Le marketing est un principe consistant à attirer une clientèle susceptible de répondre favorablement à une offre. La Redac d’Ict.io s’est intéressée à un autre genre de marketing, différent de celui pratiqué traditionnellement, le Neuromarketing. Rencontre avec Aaditya Ruggoo qui nous livre les secrets de sa start-up Instinct Mind conçue autour du neuromarketing…

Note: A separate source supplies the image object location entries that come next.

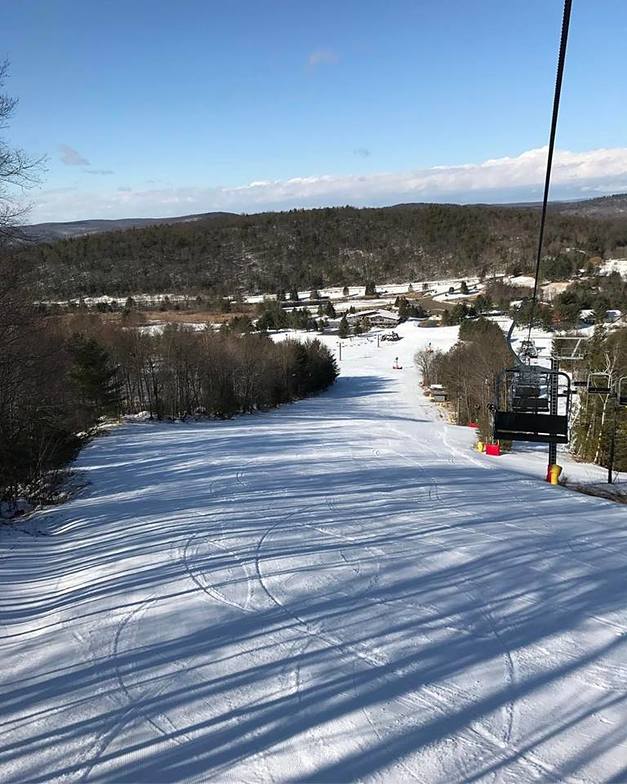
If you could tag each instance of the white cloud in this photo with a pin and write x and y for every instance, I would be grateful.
(322, 57)
(517, 178)
(71, 157)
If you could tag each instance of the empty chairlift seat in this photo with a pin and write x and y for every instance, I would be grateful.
(523, 404)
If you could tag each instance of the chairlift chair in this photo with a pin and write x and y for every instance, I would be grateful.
(528, 350)
(521, 410)
(599, 383)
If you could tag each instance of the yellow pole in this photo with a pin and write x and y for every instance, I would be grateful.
(554, 473)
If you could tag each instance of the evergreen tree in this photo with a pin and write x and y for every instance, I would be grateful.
(93, 376)
(329, 310)
(371, 289)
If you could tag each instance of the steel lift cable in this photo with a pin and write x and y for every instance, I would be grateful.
(549, 163)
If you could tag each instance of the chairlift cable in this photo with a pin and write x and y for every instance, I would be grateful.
(549, 163)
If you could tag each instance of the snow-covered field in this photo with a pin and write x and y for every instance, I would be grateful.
(338, 590)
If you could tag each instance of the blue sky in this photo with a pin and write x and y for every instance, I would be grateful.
(147, 107)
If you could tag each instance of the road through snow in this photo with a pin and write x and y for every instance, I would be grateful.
(338, 590)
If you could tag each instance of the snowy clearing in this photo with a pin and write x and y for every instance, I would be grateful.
(338, 590)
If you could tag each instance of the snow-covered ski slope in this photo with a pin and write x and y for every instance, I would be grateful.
(338, 590)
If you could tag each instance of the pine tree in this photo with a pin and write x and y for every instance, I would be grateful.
(371, 289)
(94, 377)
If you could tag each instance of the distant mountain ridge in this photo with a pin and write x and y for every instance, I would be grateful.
(48, 232)
(600, 207)
(225, 254)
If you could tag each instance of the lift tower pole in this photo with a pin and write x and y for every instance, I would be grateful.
(553, 393)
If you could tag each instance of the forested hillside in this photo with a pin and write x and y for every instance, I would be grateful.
(308, 249)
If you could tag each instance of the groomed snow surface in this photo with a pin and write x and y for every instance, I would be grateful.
(338, 590)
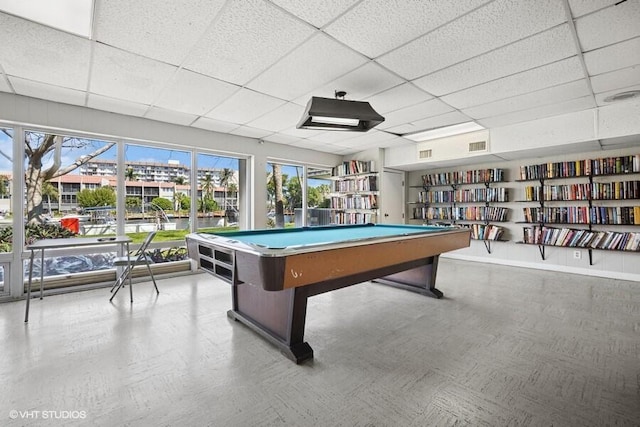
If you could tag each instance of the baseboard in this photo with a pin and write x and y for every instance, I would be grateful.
(547, 267)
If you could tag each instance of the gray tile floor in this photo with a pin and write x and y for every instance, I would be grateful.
(507, 346)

Pour faire prospérer les affaires, peu importe le champ d’activité, il y a toujours une dose de marketing, de publicité. En coulisse, la stratégie consiste à éveiller la curiosité du consommateur pour en savoir davantage sur ses habitudes et à le pousser à l’action c’est-à-dire l’achat du produit. Combien de fois, les femmes ont-elles été tentées d’acheter la belle robe ou la paire de chaussures mise en avant dans un magazine ? Les hommes ne sont pas en reste, nombre d’entre eux ayant craqué pour la belle voiture de sport, même hors de prix. Le fait est que nous succombons tous à la vue de belles choses.

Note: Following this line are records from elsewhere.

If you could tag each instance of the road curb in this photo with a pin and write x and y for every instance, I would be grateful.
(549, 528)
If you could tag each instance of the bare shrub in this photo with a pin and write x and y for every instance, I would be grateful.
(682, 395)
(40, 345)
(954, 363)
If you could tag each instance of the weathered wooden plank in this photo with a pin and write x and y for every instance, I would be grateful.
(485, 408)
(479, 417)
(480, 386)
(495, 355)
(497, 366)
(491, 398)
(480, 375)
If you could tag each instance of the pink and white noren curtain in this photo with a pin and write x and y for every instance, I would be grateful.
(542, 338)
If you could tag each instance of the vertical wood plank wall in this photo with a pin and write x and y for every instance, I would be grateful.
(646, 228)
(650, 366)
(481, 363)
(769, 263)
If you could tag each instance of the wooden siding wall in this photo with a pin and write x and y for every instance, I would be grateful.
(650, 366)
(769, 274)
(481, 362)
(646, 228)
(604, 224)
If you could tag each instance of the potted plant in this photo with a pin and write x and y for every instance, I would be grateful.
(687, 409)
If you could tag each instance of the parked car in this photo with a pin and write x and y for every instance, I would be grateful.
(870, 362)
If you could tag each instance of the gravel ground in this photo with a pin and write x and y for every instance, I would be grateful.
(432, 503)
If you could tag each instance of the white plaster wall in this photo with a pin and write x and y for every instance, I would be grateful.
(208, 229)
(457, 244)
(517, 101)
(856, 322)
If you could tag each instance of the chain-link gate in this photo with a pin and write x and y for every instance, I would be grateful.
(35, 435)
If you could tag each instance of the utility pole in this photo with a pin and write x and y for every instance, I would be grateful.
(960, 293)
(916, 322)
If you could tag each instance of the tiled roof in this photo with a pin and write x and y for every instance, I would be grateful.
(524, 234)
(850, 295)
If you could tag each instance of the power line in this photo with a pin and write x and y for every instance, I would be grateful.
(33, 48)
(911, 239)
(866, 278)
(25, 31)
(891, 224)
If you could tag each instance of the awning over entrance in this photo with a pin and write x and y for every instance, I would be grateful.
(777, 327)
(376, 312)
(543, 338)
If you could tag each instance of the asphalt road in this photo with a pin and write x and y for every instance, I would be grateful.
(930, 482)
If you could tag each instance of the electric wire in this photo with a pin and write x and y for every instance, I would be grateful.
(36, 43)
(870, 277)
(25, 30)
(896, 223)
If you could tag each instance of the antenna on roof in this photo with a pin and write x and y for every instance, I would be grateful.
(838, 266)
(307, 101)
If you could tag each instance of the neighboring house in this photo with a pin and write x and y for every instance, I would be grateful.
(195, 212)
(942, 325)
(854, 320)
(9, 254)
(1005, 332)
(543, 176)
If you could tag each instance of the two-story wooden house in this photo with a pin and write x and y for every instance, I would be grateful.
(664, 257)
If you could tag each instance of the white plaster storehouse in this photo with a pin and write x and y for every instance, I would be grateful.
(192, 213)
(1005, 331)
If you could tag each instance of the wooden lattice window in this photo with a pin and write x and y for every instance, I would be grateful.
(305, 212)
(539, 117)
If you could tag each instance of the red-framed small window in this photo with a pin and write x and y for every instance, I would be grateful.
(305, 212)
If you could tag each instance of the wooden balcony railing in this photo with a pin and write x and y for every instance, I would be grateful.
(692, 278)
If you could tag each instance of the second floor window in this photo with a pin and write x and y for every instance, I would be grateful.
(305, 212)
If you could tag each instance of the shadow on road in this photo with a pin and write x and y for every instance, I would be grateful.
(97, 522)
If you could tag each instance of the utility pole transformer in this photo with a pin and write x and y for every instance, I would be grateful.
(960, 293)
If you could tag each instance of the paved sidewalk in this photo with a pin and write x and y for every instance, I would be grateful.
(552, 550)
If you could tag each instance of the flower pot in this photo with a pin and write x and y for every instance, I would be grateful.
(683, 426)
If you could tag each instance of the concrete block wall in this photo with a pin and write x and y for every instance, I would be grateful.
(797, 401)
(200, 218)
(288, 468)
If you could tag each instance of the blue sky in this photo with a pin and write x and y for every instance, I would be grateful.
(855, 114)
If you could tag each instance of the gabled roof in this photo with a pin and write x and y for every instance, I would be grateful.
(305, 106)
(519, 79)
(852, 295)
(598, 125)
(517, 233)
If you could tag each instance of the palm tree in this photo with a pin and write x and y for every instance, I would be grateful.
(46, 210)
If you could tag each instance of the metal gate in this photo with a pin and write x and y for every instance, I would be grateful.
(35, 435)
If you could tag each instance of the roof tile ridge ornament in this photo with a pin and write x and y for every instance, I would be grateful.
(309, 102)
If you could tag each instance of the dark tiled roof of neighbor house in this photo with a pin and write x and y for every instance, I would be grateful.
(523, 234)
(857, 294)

Toutefois, nous sommes nous déjà posé la question : qu’est-ce qui motive notre envie d’acheter ? Pourquoi choisit-on un produit plutôt qu’un autre ? Comment une publicité peut-elle éveiller notre désir ? Il y a dans l’acte d’achat une part de mystère que les marques cherchent à percer. Et pour ce faire, elles misent sur la recherche scientifique sur le cerveau. C’est là que le neuromarketing, une stratégie en plein développement, rentre en jeu. Comment cela fonctionne-t-il ? Pour mieux comprendre, nous sommes allées à la rencontre d’Instint Mind, startup mauricienne spécialisée dans le neuromarketing. Aaditya Ruggoo, le fondateur, livre les secrets entourant ce type de marketing à la Redac d’Ict.io…
Tu as créé Instinct Mind. Peux-tu nous en dire davantage sur cette startup ?
« Je suis Aaditya Ruggoo, fondateur de la startup Instinct Mind, créée en 2017. J’ai une formation de base dans le domaine marketing, obtenue à l’université de technologie de Maurice. J’ai ensuite fréquenté la Copenhague Business School, où j’ai reçu une formation en neuroscience et en neuromarketing appliqué.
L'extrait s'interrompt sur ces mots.